Hi Michele and others, I am trying to implement the approach bellow to resolve AMDGPU's hang when commands are stuck in pipe during process exit.

I noticed that once I implemented the file_operation.flush callback  then during run of X, i see the flush callback gets called not only for Xorg process but for other

processes such as 'xkbcomp' and even 'sh', it seems like Xorg passes his FDs to children, Christian mentioned he remembered a discussion to always set FD_CLOEXEC flag when opening the hardware device file, so

we suspect a bug in Xorg with regard to this behavior.

Any advise on this would be very helpful.

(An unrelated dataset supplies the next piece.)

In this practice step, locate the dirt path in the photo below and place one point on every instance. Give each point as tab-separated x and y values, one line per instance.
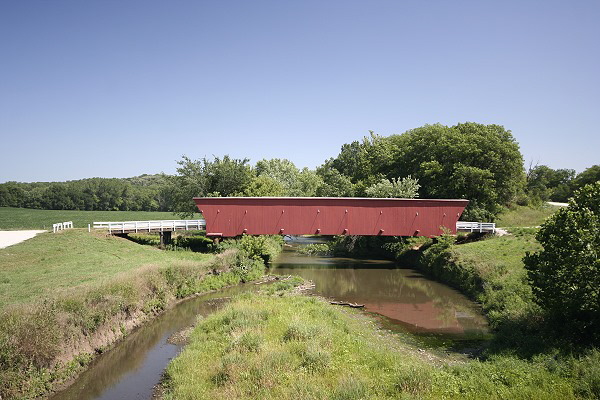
8	238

On 05/02/2018 07:48 AM, Christian König wrote:
I suggest the following approach:
1. Implement the flush callback and call the function to wait for the scheduler to push everything to the hardware (maybe rename the scheduler function to flush as well).

2. Change the scheduler to test for PF_EXITING, if it's set use wait_event_timeout() if it isn't set use wait_event_killable().

When the wait times out or is killed set a flag so that the _fini function knows that. Alternatively you could cleanup the _fini function to work in all cases, e.g. both when there are still jobs on the queue and when the queue is empty. For this you need to add something like a struct completion to the main loop to remove this start()/stop() of the kernel thread.